Turkish voters went to the polls on Sunday for municipal elections, with all eyes on İstanbul, the national “jewel” that President Recep Tayyip Erdoğan hopes to pry away from the opposition, Agence France-Presse reported.
Erdoğan’s road to power in Turkey began in İstanbul when he was elected mayor of the large city straddling Europe and Asia in 1994.
His allies held the city until Ekrem İmamoğlu of the secular Republican People’s Party (CHP) wrested control five years ago.
As soon as he clinched re-election as president last May — he has been head of state since 2014 — Erdoğan launched the campaign to reclaim the city of 16 million people.
“İstanbul is the jewel, the treasure and the apple of our country’s eye,” the 70-year-old leader said at a rally in the city recently.
“Whoever wins İstanbul, wins Turkey,” Erman Bakırcı, a pollster from Konda Research and Consultancy, recalled Erdoğan once saying.
The Turkish president has named former environment minister Murat Kurum as his candidate.
The latest polls show that İmamoğlu — who edged out an Erdoğan ally in the 2019 election that attracted international headlines — has a slight lead.
However, analysts caution that opinion polls in Turkey have been wrong before and that the outcome is far from certain.
The 2019 vote was controversially annulled, but Imamoglu won the re-run vote by an even greater margin, which turned him into an instant hero for Turkey’s notoriously fractured opposition and a formidable foe for Erdoğan.
More than a mayor’s race
Observers say that if İmamoğlu manages to retain the İstanbul mayor’s seat, he’ll be the main challenger to the ruling party in the next presidential elections, set for 2028.
Erdoğan has thrown all his energy into campaigning for his candidate.
The city has been plastered with posters showing Erdoğan and Kurum together.
On Saturday Erdoğan appeared at three campaign rallies in the city, pressing his message that Imamoglu, whose name he never mentions, is a “part-time mayor” consumed by his presidential ambitions.
“İstanbul has been left to its own devices these past five years. We hope to save it from disaster,” he said before heading to prayer at the famed Hagia Sophia mosque.
İmamoğlu has focused his campaign on local issues and defended his achievements in office.
“Every vote you give to the CHP will mean more metros, creches, green spaces, social benefits and investment,” he has promised.
Massive inflation
Some 61 million voters will choose mayors across Turkey’s 81 provinces, as well as provincial council members and other local officials.
The opposition has been fractured ahead of the polls, in contrast with the local polls five years ago.
This time around the main opposition party, the social democrat CHP, has failed to rally support behind a single candidate.

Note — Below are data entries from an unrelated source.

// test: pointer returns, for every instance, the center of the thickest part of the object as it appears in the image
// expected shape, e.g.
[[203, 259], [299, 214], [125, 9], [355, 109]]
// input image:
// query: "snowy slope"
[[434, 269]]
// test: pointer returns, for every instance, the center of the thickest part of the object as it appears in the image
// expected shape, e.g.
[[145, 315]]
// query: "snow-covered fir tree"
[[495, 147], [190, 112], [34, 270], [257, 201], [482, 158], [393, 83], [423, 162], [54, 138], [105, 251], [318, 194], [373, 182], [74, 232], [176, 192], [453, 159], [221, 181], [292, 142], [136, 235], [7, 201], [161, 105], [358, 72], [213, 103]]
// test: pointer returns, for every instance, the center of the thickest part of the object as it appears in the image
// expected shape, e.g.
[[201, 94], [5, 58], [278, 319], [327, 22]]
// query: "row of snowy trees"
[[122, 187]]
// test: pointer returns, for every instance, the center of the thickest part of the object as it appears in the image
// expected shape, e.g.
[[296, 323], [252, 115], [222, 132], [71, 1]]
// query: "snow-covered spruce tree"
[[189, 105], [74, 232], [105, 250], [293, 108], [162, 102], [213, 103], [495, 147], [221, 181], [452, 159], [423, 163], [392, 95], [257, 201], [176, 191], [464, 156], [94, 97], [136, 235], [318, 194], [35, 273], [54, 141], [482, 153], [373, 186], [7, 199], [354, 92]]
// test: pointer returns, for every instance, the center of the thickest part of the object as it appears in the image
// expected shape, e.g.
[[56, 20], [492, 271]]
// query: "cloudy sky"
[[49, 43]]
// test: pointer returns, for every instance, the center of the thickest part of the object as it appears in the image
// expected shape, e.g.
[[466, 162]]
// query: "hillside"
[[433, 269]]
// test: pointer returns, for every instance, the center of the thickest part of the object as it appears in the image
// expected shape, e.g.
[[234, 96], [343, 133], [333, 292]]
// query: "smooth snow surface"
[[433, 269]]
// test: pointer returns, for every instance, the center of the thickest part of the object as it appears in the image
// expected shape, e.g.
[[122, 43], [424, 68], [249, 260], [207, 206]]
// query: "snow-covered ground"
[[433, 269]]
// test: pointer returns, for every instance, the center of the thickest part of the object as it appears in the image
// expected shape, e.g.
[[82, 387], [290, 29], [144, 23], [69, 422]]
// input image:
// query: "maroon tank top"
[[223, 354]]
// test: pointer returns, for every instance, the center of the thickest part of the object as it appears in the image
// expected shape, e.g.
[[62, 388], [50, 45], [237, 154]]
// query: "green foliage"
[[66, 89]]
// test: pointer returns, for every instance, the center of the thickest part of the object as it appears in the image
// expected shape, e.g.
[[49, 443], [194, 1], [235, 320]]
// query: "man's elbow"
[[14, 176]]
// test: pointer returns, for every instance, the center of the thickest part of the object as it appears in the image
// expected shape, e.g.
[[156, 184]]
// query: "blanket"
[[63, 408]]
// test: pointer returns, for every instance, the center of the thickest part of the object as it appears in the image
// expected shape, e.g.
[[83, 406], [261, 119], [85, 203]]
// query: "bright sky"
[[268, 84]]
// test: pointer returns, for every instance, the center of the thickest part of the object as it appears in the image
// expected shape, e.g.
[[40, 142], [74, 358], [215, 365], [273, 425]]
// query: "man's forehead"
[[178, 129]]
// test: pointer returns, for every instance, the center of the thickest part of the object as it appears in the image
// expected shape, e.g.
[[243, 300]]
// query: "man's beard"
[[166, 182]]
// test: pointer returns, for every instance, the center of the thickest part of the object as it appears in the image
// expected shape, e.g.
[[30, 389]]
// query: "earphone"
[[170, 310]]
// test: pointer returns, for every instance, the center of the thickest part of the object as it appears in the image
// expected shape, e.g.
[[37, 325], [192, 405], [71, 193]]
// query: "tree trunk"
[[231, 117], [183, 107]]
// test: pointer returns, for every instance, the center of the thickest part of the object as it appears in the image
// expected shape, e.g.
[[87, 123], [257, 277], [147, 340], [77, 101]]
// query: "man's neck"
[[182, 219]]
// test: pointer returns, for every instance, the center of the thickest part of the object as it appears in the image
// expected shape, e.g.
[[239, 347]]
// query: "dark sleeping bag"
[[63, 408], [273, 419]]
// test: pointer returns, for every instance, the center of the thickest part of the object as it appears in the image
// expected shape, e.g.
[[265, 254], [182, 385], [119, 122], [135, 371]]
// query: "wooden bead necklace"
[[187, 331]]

The pro-Kurdish DEM Party, for example, the third largest in the 600-seat parliament, is fielding two candidates for Istanbul mayor, whereas in the 2019 race it agreed to stay out of the vote to implicitly support the opposition.
İstanbul’s ballot paper on Sunday will have 49 candidates and will be 97 centimeters long.
The election is being held with inflation at a whopping 67 percent and a massive loss in value of the lira, which slid from 19 to the dollar to 31 to the dollar in one year. Analysts say this could work in favor of the opposition.
Observers say that wins for his candidates in the main cities will embolden Erdoğan.
“If he manages to regain Istanbul and Ankara, Erdoğan will see it as encouragement to amend the constitution to stand in 2028,” said Bayram Balcı, a researcher at the Centre for International Study and Research at Sciences Po university in Paris.
“But if İmamoğlu manages to keep his seat, he will have won the battle within the opposition,” he said.
Polls opened at 0400 GMT in the east of the country and were due to close at 1400 GMT in the west, including İstanbul.
The first estimates are expected to be released late on Sunday.